There can be no doubt that when Jefferson wrote it he was overwhelmed by
emotion, seeing so clearly into the heart of humanity and the world that
his words resonated with the human divinity when others first read it.
Later on in the declaration, after he had come down from his high and become
a politician again, he listed some minor rationalizations, but very few
read that far anyway, and its temporal aspect is almost irrelevant to us
today. Yet the part about equality remains absolute and still resonates
with its divine spark. And all the great religions of the world tell us
that even equality is but a mere island to stop at on a much longer journey
into the divine, that there is a great love to witness to and to be part
of. Utopia is not a future society Pat, or even the hope of a future society.
Utopia is the reality we encounter on the next island in the stream after
the Island known as Equality. And these islands are as real as any in the
Caribbean Pat, or in the South Pacific. Without them the human race would
destroy itself in a week. We would all become Osama Bin Laden's and George
W. Bush's. We would never forgive any wrong done to us, and no one else
would forgive us, and the whole world would be like the Hatfields and the
McCoy's all the time. And life would no longer be of any importance. Only
killing your enemy or your neighbor would matter, or your husband or wife,
or your children or your parents. No one would be exempt because it's impossible
if you're near anyone long enough that they will not do something that
troubles your honor. Only forgiveness and love brings any peace to the
world Pat, not some rational assessment of what's in your interest. What's
in your interest is peace and forgiveness, compassion, love, peace and
forgiveness. Freedom and liberty is what one has at that moment one forgives
a transgression. Until one forgives the transgression one is attached and
enslaved to a memory, to something that no longer exists, to an illusion.
Freedom has little to do with acquisitions and property ownership, or even
with speech, and certainly little to do with the right to haul weapons
around and use them because you or I have projected our fears onto some
other person or group. This is all quite simple to understand. The
Constitution was never meant to become a sacred document that would require
a person's allegiance. It was simply a contract attempting to make government
conform to humanity. One is not free to speak because the Constitution
says we are.

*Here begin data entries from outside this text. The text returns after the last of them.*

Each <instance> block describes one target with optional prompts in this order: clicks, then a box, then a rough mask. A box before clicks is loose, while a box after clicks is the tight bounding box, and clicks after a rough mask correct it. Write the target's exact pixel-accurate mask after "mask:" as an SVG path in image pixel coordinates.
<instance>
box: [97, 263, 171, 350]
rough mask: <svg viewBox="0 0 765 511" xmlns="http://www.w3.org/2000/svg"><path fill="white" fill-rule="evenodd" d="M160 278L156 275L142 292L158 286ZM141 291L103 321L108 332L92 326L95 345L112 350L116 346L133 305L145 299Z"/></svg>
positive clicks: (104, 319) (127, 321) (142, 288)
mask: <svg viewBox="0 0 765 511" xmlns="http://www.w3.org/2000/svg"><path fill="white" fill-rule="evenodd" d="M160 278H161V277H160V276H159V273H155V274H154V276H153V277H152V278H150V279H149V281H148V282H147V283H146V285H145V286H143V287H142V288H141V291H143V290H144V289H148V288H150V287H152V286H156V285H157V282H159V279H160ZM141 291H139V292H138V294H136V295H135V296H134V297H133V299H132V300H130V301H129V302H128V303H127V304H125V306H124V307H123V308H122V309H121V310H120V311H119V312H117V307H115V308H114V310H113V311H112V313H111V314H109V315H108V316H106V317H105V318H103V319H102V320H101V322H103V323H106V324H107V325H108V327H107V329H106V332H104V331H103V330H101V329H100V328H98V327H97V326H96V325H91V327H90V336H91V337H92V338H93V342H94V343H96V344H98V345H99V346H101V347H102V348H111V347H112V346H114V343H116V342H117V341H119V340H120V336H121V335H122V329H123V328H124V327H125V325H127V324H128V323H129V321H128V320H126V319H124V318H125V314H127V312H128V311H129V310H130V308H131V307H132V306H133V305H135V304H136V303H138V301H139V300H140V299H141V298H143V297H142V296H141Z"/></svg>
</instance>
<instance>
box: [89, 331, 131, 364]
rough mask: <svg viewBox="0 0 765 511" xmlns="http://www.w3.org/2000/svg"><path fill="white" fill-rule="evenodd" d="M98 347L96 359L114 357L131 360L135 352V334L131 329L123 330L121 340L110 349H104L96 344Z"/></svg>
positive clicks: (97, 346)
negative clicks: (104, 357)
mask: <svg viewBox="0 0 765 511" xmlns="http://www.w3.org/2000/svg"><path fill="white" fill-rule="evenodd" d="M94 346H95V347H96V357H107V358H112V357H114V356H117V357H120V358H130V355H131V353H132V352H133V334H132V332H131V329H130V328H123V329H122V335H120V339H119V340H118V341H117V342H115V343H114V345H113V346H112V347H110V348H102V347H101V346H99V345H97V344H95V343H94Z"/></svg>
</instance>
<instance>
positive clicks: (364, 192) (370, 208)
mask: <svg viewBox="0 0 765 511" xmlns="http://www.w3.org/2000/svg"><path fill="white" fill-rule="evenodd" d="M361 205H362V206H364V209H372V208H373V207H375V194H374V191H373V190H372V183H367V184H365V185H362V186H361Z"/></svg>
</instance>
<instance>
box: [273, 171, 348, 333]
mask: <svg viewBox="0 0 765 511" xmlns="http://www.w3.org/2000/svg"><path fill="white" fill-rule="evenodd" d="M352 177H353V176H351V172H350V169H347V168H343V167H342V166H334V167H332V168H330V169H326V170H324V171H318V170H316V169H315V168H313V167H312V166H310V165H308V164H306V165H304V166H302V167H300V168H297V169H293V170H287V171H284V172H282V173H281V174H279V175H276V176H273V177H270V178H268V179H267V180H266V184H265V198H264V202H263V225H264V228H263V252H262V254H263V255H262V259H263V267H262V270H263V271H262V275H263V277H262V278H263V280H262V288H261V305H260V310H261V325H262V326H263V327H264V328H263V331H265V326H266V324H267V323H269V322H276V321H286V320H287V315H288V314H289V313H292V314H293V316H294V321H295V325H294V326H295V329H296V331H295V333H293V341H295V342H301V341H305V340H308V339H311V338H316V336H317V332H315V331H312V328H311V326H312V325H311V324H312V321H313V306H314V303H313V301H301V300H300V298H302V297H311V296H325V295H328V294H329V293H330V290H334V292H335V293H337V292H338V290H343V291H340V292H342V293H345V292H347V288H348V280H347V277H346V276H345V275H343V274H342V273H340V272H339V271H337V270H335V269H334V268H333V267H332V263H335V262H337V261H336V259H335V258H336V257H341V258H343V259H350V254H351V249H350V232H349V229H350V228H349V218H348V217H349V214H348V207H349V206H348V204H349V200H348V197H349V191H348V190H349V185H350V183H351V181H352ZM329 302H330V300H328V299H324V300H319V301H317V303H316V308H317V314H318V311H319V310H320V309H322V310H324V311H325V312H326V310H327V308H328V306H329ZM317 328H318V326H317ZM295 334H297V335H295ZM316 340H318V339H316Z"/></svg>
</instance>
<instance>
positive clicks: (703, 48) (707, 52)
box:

A human being is free to speak in concurrence to how much
freedom he or she allows him or herself, whatever government says. One
is not free to practice religion because the Constitution says one is.
If there is no interior experience of the spiritual then there is no religious
freedom, whatever the laws are concerning such things. And being enslaved
to one's property is no freedom either Pat. It is as Thoreau said in his
remark about the misfortune of some of his neighbors to have inherited
farms. And as for carrying guns, whatever the government says, for or against,
there will be no liberty until the single human being realizes that love
is the only defense that is at our disposal. From Tolstoy again:
"It is said that one swallow
does not make a summer, but can it be that because one swallow does not
make a summer another swallow, sensing and anticipating summer, must not
fly? If every blade of grass waited similarly summer would never occur.
And it is the same with establishing the kingdom of God: we must not think
about whether we are the first or the thousandth swallow."
In this book Pat Buchanan has
little to say about his domestic agenda, but he does mention his Catholicism
in passing, and he has long been known to think of Christianity as a central
part of his cultural politics. Neither the Declaration of Independence
not Christianity has any reality to them until the above statement is taken
to heart. We must give up the folly of Empire, even in Buchanan's limited
sense, and come to understand that our social contract means nothing if
it is not first and foremost an aid in filling the summer with swallows.